Cana is understood by the Church as the moment when marriage is recognised as an effective sign of the presence of God (Catechism of the Catholic Church #1643). In marriage we are called to evangelise in a particular way, through the nurture and raising of children in the knowledge and love of God. ' The family which lives love even though imperfectly, and opens itself generously to the rest of society is the primary agent of a future of peace. A civilisation of peace is not possible if love is lacking.' (Bl John Paul II) Cana is one of God's surprises because in the sign worked by Jesus we see reflected the generous love of God Himself for us.

Another of our objects reads: 'to offer love, sympathy and practical help to the family in difficulty'. Isn't that exactly what Our Blessed Lady does? No one said anything, she just noticed - not being nosey, but being interested in the outcome of the day for the family, offering love. Because of her love for her friends she acts to 'save the day' by taking her concern for them to her so  the one who brings peace and harmony to every day. And faith and evangelisation depends on us taking things to Christ and listening to Him. The words; 'my hour has not yet come' is not a refusal to the ears of his mother who knew him, but an invitation to take a step in faith - 'Do whatever he tells you'. Whatever, even if it seems not to be the answer we are looking for. How can water jars be the answer to a lack of wine?  And what happens? What happens is an expression of the boundless generosity of God. Christ doesn't just provide wine and save the families embarrassment, he provides over a hundred gallons of it! God's generosity will always surprise us. St Alphonsus, in a sermon on the Cana miracle, said 'If the good lady acted in this way without being asked, what would she not be willing to do when asked?!

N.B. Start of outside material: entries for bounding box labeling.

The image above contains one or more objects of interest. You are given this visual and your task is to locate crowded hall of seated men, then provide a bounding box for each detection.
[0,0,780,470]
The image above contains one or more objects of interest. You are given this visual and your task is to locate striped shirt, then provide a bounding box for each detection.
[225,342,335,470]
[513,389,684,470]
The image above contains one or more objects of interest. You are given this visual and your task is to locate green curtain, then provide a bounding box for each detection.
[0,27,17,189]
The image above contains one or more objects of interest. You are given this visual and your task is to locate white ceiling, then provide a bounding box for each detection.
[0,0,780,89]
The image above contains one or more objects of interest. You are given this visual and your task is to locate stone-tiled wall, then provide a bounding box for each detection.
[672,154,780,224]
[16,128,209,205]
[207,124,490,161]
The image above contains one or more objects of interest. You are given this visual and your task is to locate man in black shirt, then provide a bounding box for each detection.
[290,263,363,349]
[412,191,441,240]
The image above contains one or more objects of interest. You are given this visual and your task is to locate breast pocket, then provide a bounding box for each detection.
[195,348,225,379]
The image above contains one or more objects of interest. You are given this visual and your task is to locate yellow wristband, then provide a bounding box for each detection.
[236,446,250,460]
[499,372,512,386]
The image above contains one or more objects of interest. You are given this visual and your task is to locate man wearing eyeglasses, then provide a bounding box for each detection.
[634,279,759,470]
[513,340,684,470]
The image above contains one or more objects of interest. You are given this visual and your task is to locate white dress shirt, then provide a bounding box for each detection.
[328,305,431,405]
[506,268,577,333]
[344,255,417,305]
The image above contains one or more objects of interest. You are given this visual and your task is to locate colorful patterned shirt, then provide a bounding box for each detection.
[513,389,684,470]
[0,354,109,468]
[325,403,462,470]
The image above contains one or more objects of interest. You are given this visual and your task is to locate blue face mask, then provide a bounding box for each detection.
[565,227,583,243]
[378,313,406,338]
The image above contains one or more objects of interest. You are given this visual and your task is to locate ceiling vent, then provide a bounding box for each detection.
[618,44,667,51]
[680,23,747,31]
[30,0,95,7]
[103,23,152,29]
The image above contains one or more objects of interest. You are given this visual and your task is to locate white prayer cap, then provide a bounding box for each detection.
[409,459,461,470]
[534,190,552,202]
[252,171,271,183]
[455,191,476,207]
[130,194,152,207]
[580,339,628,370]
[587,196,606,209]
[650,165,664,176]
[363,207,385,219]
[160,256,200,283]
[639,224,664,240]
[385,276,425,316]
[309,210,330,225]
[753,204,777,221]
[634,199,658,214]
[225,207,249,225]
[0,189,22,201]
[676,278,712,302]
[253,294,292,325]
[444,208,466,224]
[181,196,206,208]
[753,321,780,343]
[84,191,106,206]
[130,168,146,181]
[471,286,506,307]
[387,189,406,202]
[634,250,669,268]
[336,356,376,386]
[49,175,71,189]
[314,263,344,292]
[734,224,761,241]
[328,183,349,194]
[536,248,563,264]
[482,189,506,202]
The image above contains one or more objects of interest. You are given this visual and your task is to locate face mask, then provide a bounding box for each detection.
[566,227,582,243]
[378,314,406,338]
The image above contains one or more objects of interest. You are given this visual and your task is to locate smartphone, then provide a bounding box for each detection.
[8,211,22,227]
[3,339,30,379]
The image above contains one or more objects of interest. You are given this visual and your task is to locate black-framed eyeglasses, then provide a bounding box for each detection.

So looking back over one hundred years there are many times when we have been surprised by God, and there will be many more to come: It is part of the wonder of 'marriage' between God and ourselves in Christ Jesus his Son. Pope Francis said 'to find Jesus, go to Mary and ask where he is!' The Year of Faith is symbolised by an open door. One of the titles of Our Lady is Porta Caeli, Door/Gate of Heaven. Mary has been the gate of heaven ever since Jesus from the Cross, now that his hour had come, said 'Mother, behold your son', meaning not himself but to St John representing every single one of those who make up the Body of Christ, the Church. So Mary has been our mother going around 'picking up' after us, anticipating our needs and soothing us in our sadness's and disappointments, sharing our joys and successes and encouraging us to set out into the deep - always to set out to proclaim by our lives the love of God.

As we conclude looking back at our centenary and turn yet again to face the future, let us pray the prayer Pope Francis prayed at the shrine of Our Lady in Brazil and commend ourselves to Our Lady, our Mother and her maternal care.

  Mother, help our faith!

Open our ears to hear God?s word and to recognise His voice and call. Awaken in us a desire to follow in His footsteps, to go forth from our own land and to receive His promise.

Help us to be touched by His love, that we may touch Him in faith. Help us to entrust ourselves fully to Him and to believe in His love, especially at times of trial, beneath the shadow of the Cross when our faith is called to mature.

Sow in our faith the joy of the Risen One. Remind us that those who believe are never alone. Teach us to see all things with the eyes of Jesus, that He may be light for our path. And may this light of faith always increase in us, until the dawn of that undying day which is Christ Himself, your Son, our Lord?